A.

Je l’ai croisée dans un couloir du lycée. A son sourire j’ai compris qu’elle me cherchait.
Elle a marqué un petit temps d’arrêt, comme un oiseau qui hésite à prendre son envol. Et puis elle m’a dit :
« Je ne pourrai plus venir à votre cours de l’après-midi. »
Je lui ai répondu que c’était dommage alors elle m’a expliqué qu’à cause d’un problème de santé elle devait être hospitalisée.
« Oh ! Je suis désolée pour toi. J’espère que ce n’est pas grave. »
Elle incliné la tête, secouant ses boucles blondes. Sa bouche souriait mais je lisais dans ses grands yeux bleus comme une attente inquiète, comme un questionnement muet que je ne savais déchiffrer.
Je l’ai sentie respirer puis elle a dit :
« Je suis anorexique. »
Et moi je suis reste muette.
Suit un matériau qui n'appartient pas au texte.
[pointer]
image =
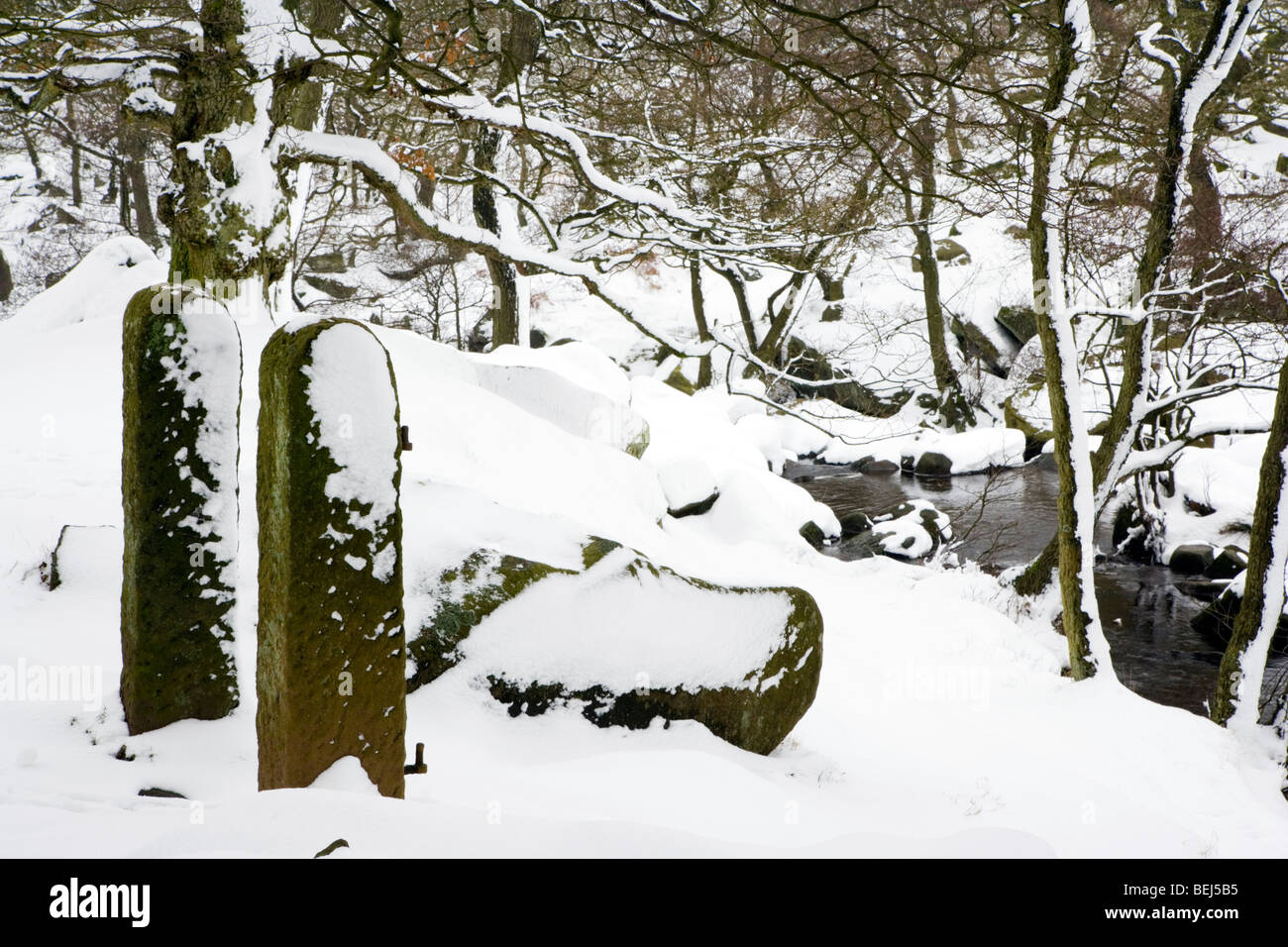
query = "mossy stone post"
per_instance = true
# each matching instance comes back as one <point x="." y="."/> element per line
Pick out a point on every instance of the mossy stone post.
<point x="180" y="405"/>
<point x="331" y="676"/>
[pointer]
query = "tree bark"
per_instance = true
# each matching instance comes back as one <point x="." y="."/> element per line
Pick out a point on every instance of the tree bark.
<point x="1237" y="684"/>
<point x="699" y="317"/>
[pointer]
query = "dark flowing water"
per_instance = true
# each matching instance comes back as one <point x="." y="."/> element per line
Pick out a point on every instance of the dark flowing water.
<point x="1005" y="519"/>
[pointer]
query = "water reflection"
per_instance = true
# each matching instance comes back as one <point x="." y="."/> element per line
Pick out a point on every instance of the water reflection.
<point x="1005" y="519"/>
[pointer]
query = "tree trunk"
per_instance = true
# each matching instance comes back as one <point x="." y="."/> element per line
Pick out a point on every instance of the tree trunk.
<point x="134" y="169"/>
<point x="833" y="291"/>
<point x="505" y="290"/>
<point x="699" y="317"/>
<point x="1237" y="684"/>
<point x="923" y="159"/>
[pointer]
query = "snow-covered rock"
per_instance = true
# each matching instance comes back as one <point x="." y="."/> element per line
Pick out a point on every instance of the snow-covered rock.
<point x="690" y="486"/>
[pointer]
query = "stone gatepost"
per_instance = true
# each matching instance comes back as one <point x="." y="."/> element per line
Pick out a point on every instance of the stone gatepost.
<point x="180" y="405"/>
<point x="331" y="642"/>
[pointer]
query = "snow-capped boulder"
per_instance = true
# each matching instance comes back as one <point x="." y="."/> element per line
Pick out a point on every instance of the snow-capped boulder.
<point x="690" y="486"/>
<point x="331" y="652"/>
<point x="78" y="554"/>
<point x="575" y="386"/>
<point x="629" y="642"/>
<point x="971" y="451"/>
<point x="1228" y="564"/>
<point x="911" y="530"/>
<point x="1216" y="621"/>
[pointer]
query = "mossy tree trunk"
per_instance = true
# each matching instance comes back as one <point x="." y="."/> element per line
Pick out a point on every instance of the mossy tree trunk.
<point x="181" y="399"/>
<point x="518" y="52"/>
<point x="699" y="318"/>
<point x="1237" y="684"/>
<point x="1129" y="407"/>
<point x="1074" y="505"/>
<point x="331" y="642"/>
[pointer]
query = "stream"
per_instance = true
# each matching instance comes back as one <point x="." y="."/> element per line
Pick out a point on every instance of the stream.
<point x="1005" y="519"/>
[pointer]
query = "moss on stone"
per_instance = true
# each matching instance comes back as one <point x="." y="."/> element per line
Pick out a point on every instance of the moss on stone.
<point x="331" y="641"/>
<point x="176" y="600"/>
<point x="639" y="444"/>
<point x="758" y="715"/>
<point x="464" y="596"/>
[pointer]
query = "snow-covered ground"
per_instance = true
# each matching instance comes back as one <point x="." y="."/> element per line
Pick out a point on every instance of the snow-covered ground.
<point x="941" y="724"/>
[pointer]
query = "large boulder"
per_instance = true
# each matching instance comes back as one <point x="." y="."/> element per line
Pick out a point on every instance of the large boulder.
<point x="331" y="657"/>
<point x="1228" y="564"/>
<point x="807" y="363"/>
<point x="629" y="642"/>
<point x="1019" y="321"/>
<point x="690" y="486"/>
<point x="180" y="406"/>
<point x="464" y="595"/>
<point x="1190" y="558"/>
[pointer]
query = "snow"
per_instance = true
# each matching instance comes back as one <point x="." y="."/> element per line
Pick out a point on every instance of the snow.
<point x="356" y="407"/>
<point x="623" y="631"/>
<point x="346" y="776"/>
<point x="116" y="269"/>
<point x="580" y="390"/>
<point x="906" y="535"/>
Je n’ai pas eu tout de suite les mots pour lui exprimer ce que je ressentais : de la peine, de l’émotion, de la tendresse.
A la voir, frêle et gracile, j’avais bien pensé qu’elle pouvait souffrir de cette maladie mais cet aveu, cette confiance qu’elle m’accordait en me révélant son mal m’ont touchée.
Doucement j’ai posé ma main sur son épaule.
Je voulais par ce contact lui transmettre mon émotion et le soutien que je lui apportais.
Puis je lui ai dit qu’avoir la force de nommer sa maladie et d’entamer une thérapie était le premiers pas vers la guérison et l’un des plus difficiles.

J’ai beaucoup pensé à elle aujourd’hui et à toutes ces jeunes filles, décalées, en inadéquation avec le monde qui les entoure et dont le corps réagit avec cette inouïe puissance mortifère.